Sunday, July 19, 2020

How Do I know?

I'm trying to give these things more structure, less stream of consciousness/verbal diarrhea.

So this week's post- one of the tough ones. Rarely do people come out and say Doc, how do I know when it's time? But in a myriad of little ways- I don't want my pet to suffer doc. I don't want to pursue needless testing. I don't want to put them through painful treatments. I don't want to wait too long. I don't want to give up too soon.

I am an eternal optimist- and it's a flaw. I try to be realistic, but one of the truths of the world is there are very few absolutes. So when people ask me- is there any chance? I say yeah, a slim one. But I've heard the cases, the one-in-a-million's that live past the expectations. Of course, I've also heard the apparently benign turned out to be terrible and died young, but they don't stick out as often as the other. So sometimes I feel like I give people more hope than their situation warrants.

This has been something I've been pondering a lot lately, because the last week the thought of my own dog's euthanasia has been heavy on my mind. Lina, the last dog I had to euthanize, still weighs heavy on my mind. I didn't know as much, I didn't know what else I could do- and I feel I failed her.

Bella, who has been with me since undergrad. VA Tech and NC state (I did not subject her to Grenada- the plane rides would not have been fun for her), my first job, my current job, all 3 boyfriends- is getting old. And it is showing. She has an arrhythmia and arthritis. She has some pretty bad muscle wasting in her hind limbs, and is starting to have trouble getting around. She is currently on 2 arthritis medications, 1 heart medications, a joint supplement and prescription joint food. And I do acupuncture on her, perhaps not often enough. I've tried other medications, and I am considering swapping hers up a bit more, but I also realize that no amount of medication is going to make her run up the stairs again.

There are a variety of resources out there to help people decide. Lap of Love,  an in-home hospice and euthanasia service, had an app, Grey Muzzle. The Ohio State University has it's own thing. And I'm sure there are others.

A lot of my information I provide to clients I repeat so often it sounds like a rehearsed speech. Vaccine reactions, heartworm prevention, my pre-euthanasia "this is what is will look like" talk. I don'r have one for this. How do I know when it's time? It's different for every pet and owner, and truth is sometimes euthanasia is a viable option that I discuss with clients, for treatable conditions. And those are the toughest- because yes is is the right decision for this pet and this client, but that doesn't mean it isn't hard or I don't wonder "if only we did this" or had tried that.

But back to the question- how do I know when it's time? Some pets make it really easy, and come down with something that will kill them. It sounds harsh, but that's how I recently phrased something to a client: you will have to decide when it is time for your pet because what she has now will not kill her but it will make her really painful and affect her quality of life. The ones where it's deadly and I can give you an estimated life expectancy are in some ways easier- then you have a goal. This will kill my pet, so when I start to see bad days, it's time.

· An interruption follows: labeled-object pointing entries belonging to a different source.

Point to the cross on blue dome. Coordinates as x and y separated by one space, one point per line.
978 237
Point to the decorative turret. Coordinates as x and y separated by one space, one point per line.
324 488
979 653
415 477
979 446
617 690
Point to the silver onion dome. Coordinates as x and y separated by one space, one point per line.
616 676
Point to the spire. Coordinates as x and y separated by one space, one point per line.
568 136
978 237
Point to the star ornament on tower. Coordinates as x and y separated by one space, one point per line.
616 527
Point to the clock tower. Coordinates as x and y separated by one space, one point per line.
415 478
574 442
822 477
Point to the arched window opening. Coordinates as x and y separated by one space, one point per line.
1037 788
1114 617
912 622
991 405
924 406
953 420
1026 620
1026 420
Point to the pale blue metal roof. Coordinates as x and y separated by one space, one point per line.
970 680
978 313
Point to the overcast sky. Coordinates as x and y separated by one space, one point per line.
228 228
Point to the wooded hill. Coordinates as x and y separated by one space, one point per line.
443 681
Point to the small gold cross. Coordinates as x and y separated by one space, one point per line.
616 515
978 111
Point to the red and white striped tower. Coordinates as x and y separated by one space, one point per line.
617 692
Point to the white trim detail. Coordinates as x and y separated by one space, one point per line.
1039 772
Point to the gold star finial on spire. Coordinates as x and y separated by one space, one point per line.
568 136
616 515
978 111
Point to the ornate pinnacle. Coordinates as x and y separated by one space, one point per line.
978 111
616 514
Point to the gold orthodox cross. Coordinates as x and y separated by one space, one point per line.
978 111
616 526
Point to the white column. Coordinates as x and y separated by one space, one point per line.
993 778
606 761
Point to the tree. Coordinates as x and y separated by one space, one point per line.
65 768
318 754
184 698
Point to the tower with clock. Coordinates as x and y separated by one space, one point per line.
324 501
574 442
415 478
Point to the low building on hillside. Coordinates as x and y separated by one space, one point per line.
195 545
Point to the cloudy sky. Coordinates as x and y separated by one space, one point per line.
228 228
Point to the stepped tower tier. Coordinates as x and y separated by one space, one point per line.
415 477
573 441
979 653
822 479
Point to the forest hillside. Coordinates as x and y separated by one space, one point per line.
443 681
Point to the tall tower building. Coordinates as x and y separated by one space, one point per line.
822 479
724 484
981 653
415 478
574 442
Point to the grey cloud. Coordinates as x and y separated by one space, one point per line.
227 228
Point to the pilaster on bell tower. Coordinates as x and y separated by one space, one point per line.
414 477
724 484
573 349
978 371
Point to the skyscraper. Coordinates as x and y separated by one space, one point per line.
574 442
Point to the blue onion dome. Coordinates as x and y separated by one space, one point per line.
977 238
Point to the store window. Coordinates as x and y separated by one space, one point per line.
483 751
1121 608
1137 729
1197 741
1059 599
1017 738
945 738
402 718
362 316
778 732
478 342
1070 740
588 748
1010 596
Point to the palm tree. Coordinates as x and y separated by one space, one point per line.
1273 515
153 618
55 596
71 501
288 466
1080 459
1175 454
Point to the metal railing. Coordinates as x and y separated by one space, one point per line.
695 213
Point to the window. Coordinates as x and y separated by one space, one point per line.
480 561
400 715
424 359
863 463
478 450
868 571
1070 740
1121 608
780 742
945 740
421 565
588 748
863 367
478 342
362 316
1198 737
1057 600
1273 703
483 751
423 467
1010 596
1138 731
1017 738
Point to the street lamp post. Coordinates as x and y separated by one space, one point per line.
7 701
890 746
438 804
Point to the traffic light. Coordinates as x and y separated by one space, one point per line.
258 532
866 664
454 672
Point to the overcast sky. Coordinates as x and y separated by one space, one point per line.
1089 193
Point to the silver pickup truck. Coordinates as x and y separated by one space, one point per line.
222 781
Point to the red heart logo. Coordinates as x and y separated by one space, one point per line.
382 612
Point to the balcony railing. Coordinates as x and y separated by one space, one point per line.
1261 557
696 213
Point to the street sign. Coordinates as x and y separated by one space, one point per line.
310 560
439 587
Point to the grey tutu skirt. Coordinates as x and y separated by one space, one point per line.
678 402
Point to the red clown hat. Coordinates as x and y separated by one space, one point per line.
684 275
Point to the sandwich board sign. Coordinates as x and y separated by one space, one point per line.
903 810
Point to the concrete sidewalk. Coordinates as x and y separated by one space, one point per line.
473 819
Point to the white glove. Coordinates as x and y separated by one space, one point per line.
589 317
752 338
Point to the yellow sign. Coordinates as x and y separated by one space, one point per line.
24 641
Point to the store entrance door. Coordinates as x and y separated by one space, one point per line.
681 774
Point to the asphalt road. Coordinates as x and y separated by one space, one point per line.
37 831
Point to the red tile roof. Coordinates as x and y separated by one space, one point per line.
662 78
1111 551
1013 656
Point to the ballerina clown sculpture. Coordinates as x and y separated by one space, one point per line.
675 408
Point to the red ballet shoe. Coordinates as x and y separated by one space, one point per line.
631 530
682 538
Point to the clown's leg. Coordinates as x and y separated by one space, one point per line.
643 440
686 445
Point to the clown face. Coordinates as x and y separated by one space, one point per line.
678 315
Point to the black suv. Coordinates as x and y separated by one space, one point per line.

The others are harder- the this won't kill my pet but it will make them miserable, and painful, and require a lot of supportive care to keep them in a reasonably comfortable state. And that's where Bella is at.

So where is my line for her going to be? I still have 2 or 3 medications I can try. I can increase acupuncture frequency. I can send her to physical therapy. I still have some options.

But when those run out? She's a lab, she'd wag her tail and eat something for me until the end. Is my line going to be she can't walk on the slick floors? She can't stand up unassisted? She can't make it the 2 inch step outside to go to the bathroom?  Or is it going to be subtler- she's panting and grimacing in pain occasionally now. If I can't get that expression off her face, is that my sign?

It's the hardest choice you can make as a pet owner, and sometimes the kindest thing you can do for your pet. And it's rarely easy, and always heartbreaking. And my job as a vet is to guide people to these decisions, but I can never pull the trigger. I get asked all the time, what would you do doc? If this was your pet? And I answer as honestly as I can, but I do tell people I'm in a different situation. That's sometimes the hardest question to answer- what would you do if this was your pet?

And writing this, I hope I know it when I see it. Another vet, somewhere on the internet, once said she's heard a lot of clients say they waited too long, and not as many say they gave up too soon. Once I do make the decision for Bella, I'll have to decide- am I going to be the vet for my dog's euthanasia, or the client?